"De l'or, des métaux rares, on ne s'attendait pas à ce genre de demande", une compagnie minière cible quatre communes du Morbihan

Kervignac, Languidic, Nostang et Hennebont viennent de recevoir la visite d'une société minière canadienne. L'entreprise basée à Toronto a déposé auprès de la préfecture une demande de "permis exclusif de recherche" pour étudier les sous-sols.

"C'est une surprise totale par rapport à notre territoire car on ne s'attendait pas à être concernés un jour par cette demande de permis minier". Jean-Pierre Gourden, maire de Nostang depuis 16 ans, est encore stupéfait. "On a cru que c'était une blague" ajoute Michèle Dollé, la maire de la commune d'Hennebont.

En février dernier, tout comme les maires de Kervignac et Languidic, ils ont reçu un invité inattendu : le porteur de projet de la société "Breizh Ressources", elle-même propriété d'Aurania Resources Limited.
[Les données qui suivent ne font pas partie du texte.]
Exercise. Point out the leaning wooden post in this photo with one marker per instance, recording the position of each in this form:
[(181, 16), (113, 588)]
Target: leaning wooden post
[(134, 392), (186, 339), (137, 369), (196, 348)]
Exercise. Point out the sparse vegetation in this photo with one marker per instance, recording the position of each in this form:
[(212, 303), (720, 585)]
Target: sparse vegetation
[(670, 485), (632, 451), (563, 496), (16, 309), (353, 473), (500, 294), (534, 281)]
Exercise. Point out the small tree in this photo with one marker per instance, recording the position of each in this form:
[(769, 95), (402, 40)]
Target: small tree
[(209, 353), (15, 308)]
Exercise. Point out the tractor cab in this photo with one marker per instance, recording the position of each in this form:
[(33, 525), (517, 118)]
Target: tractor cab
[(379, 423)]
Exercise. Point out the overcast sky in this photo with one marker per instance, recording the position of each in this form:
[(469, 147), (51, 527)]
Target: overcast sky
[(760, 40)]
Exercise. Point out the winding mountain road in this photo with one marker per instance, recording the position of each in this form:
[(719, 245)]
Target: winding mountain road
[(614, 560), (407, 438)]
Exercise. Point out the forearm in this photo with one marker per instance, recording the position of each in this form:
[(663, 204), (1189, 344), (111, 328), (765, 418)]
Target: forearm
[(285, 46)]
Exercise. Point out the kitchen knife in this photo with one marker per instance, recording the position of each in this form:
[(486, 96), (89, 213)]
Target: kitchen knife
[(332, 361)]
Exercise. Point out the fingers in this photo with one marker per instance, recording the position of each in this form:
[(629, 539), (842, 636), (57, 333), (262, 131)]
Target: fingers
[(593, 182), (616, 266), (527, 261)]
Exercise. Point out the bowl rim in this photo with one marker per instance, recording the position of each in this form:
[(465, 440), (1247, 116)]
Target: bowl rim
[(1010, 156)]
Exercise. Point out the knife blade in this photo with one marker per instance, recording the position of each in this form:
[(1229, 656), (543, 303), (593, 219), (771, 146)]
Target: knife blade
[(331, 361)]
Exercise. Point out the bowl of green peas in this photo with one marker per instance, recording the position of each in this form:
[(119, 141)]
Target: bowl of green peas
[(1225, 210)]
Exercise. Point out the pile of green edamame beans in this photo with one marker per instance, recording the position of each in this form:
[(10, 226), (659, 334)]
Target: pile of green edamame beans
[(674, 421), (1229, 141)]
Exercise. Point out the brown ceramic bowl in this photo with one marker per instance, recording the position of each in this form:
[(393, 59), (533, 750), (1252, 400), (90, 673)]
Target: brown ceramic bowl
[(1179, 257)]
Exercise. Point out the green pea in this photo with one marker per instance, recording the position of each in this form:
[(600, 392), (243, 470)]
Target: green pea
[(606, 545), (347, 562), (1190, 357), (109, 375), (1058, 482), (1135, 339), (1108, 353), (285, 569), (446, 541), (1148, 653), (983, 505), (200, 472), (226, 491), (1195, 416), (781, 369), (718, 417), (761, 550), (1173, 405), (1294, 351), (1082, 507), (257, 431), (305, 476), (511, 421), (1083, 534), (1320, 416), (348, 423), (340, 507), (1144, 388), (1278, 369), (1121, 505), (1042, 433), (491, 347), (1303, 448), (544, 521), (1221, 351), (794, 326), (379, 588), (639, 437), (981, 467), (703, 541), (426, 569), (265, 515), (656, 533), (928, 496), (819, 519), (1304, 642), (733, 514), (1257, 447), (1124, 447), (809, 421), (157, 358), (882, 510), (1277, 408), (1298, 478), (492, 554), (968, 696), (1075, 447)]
Depuis 39 ans, son patron Keith Barron gère des explorations minières dans près de 20 pays. Ses cibles : l'or, mais aussi des métaux rares comme le lithium, l'argent, le cuivre, l'antimoine ou encore le platine et les terres rares.

"Des recherches à l'aide de drones et d'hélicoptères"

Cette rencontre a été programmée pour expliquer les démarches de la société minière. En novembre dernier, elle a déposé, auprès de la préfecture du Morbihan, une demande de "permis exclusif de recherche" (PER). C'est le premier pas indispensable avant d'entamer toute exploration des sous-sols

"On nous a dit que c'est un permis de recherches avec des drones, des hélicoptères et des petits sondages de terrain qui pourront à terme permettre de faire des forages plus importants sur une centaine de mètres" explique le maire de Nostang. Après cette première visite, une seconde a eu lieu début avril, cette fois avec les quatre conseils municipaux.

Un communiqué de la préfecture, rendu public le 6 avril 2024, indique que le code minier français prévoit "différentes démarches comme la consultation du public ainsi que les enjeux environnementaux avant d'aboutir à l'exploitation éventuelle de ressources."

Je pense qu'il y avait des ressources en or en ancienne Gaule dont on a perdu la trace

Keith Barron

Pdg "Breizh Resources" et "Aurania Resources Limited"

De son côté, Keith Barron, le Pdg d'Aurania Resources Limited, ne cache pas ses espoirs. Dans un entretien filmé, il dévoile une pièce unique qu'il tient dans ses mains : un morceau de roche avec en surface, de multiples éclats d'or.

Ce morceau de quartz  a été retrouvé à Languidic en 1875 par des cantonniers qui réparaient un chemin. "Ce caillou de 3,5 kg contient près de 500 grammes d'or, cela fait 460 grammes à la tonne. C'est incroyable" s'enthousiasme Keith Barron.  Un trésor géologique qui, selon lui, serait la preuve de la présence d'or dans le pays et plus spécialement en Bretagne.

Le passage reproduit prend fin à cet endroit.